O motivo central do discurso profético é o ataque à
corrupção religiosa e social, vista como prenúncio
de graves problemas para a nação. Na perspectiva, porém,
do castigo anunciado, surge sempre a esperança de uma futura conversão,
e da eterna fidelidade de Deus a sua aliança com Israel, garantia
de felicidade perene, na era messiânica. As declarações
dos profetas eram inicialmente verbais, mas a partir do século VIII
a.C. passaram a contar com registros escritos.
O profeta, como homem que tem uma comunicação
direta e imediata com Deus, recebe a revelação de seus desígnios,
que julga o presente e prevê o futuro, e é enviado por Deus
para conduzir os homens a seu amor.

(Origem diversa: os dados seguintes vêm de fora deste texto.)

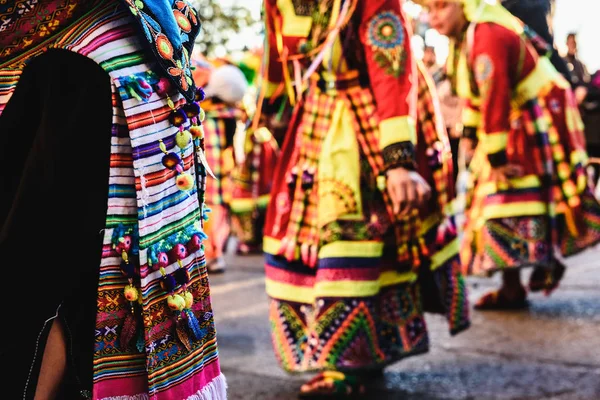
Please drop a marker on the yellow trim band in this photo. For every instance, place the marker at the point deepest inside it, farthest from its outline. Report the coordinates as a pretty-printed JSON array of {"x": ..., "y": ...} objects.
[
  {"x": 285, "y": 291},
  {"x": 540, "y": 80},
  {"x": 471, "y": 117},
  {"x": 525, "y": 182}
]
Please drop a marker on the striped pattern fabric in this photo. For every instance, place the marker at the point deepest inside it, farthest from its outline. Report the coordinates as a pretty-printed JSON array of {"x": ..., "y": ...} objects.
[{"x": 142, "y": 195}]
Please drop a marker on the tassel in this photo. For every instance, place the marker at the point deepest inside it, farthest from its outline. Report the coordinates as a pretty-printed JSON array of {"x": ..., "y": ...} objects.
[
  {"x": 182, "y": 334},
  {"x": 194, "y": 325},
  {"x": 128, "y": 331}
]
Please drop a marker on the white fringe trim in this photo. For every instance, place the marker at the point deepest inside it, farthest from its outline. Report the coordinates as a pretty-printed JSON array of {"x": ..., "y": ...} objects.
[{"x": 215, "y": 390}]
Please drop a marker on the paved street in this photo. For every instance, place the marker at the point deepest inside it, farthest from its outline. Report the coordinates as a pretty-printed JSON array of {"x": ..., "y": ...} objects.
[{"x": 551, "y": 351}]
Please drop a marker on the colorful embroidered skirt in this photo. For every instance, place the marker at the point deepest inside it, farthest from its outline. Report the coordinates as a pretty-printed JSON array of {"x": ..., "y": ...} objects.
[
  {"x": 549, "y": 208},
  {"x": 357, "y": 306}
]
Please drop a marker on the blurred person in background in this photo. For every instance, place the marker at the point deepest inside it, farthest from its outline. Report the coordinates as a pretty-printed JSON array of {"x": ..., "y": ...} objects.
[{"x": 530, "y": 193}]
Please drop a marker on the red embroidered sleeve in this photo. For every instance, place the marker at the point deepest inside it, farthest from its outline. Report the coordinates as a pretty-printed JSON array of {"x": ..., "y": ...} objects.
[
  {"x": 494, "y": 59},
  {"x": 386, "y": 41}
]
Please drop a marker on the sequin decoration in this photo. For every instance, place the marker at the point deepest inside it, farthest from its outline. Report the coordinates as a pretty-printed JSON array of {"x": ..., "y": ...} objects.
[{"x": 385, "y": 36}]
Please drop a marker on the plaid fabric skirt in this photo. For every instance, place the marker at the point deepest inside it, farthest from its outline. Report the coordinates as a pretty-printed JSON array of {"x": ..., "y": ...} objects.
[
  {"x": 549, "y": 209},
  {"x": 341, "y": 297}
]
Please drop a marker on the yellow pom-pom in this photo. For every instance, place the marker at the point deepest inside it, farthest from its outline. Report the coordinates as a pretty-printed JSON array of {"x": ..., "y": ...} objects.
[
  {"x": 184, "y": 181},
  {"x": 197, "y": 131},
  {"x": 574, "y": 201},
  {"x": 183, "y": 138},
  {"x": 381, "y": 183},
  {"x": 189, "y": 299},
  {"x": 563, "y": 170},
  {"x": 176, "y": 302},
  {"x": 131, "y": 293}
]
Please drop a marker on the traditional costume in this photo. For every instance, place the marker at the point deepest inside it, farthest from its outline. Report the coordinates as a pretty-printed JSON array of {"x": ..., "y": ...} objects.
[
  {"x": 349, "y": 280},
  {"x": 225, "y": 90},
  {"x": 103, "y": 192},
  {"x": 522, "y": 111}
]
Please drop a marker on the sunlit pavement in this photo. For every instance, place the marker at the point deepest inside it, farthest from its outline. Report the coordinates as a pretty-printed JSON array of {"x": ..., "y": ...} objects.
[{"x": 550, "y": 351}]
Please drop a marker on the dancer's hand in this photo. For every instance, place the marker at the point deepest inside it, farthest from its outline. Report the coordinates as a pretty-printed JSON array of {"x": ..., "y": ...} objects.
[
  {"x": 501, "y": 175},
  {"x": 407, "y": 189}
]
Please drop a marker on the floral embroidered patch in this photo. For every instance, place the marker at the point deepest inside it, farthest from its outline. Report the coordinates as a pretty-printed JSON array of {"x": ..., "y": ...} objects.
[{"x": 385, "y": 36}]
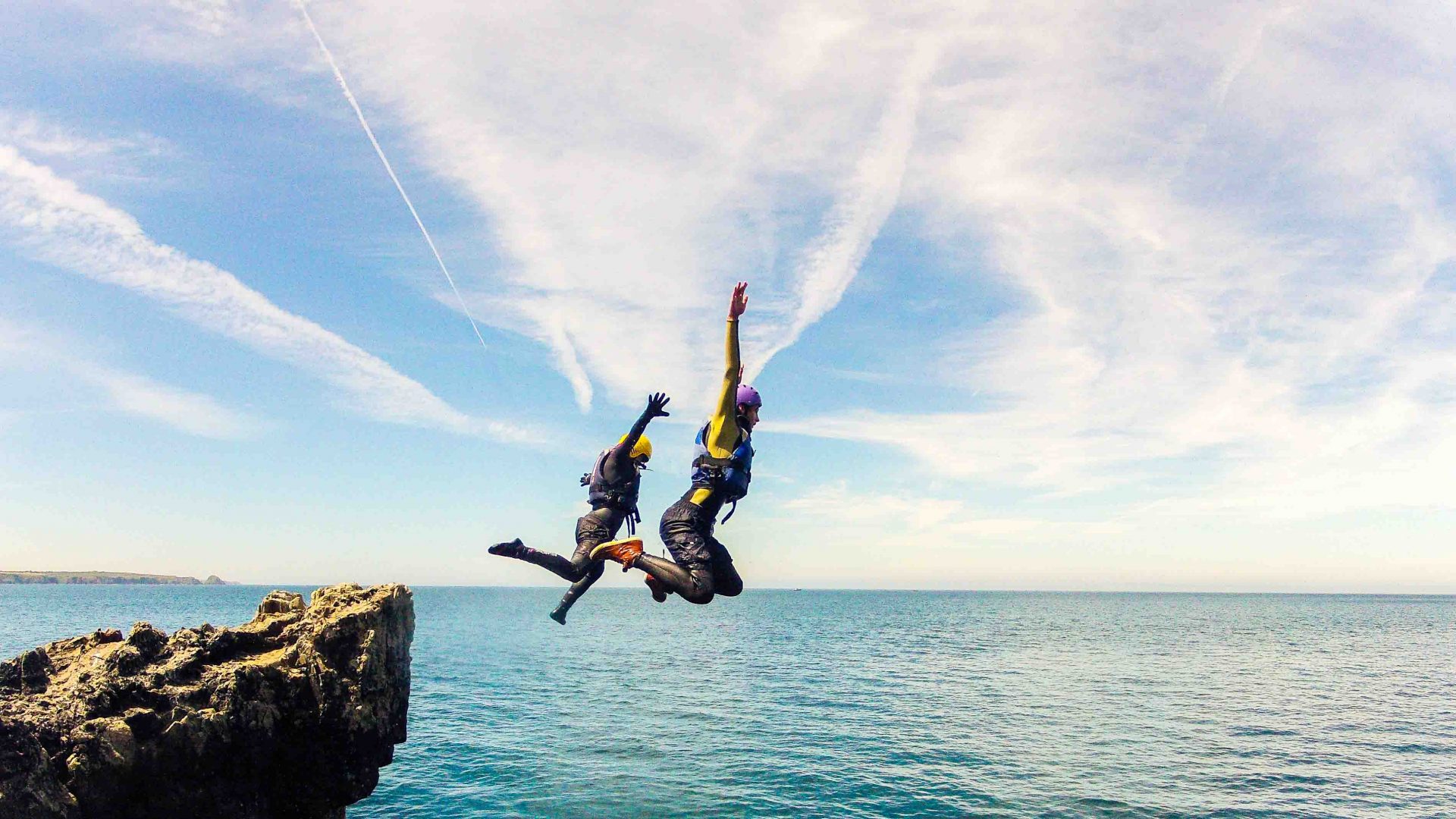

É por essas características
que se considera Moisés o primeiro profeta, o maior de todos, que
inaugura a linhagem dos herdeiros de seu dom, a começar por seu
sucessor, Josué. O Antigo Testamento apresenta os profetas em duas
grandes divisões: os maiores e os menores. No primeiro grupo figuram
Isaías, Jeremias, Ezequiel e Daniel. Os profetas menores, assim
chamados não por serem considerados de menor importância,
mas pela pouca extensão de seus escritos, são Oséias,
Joel, Amós, Abdias, Jonas, Miquéias, Naum, Habacuc, Sofonias,
Ageu, Zacarias e Malaquias.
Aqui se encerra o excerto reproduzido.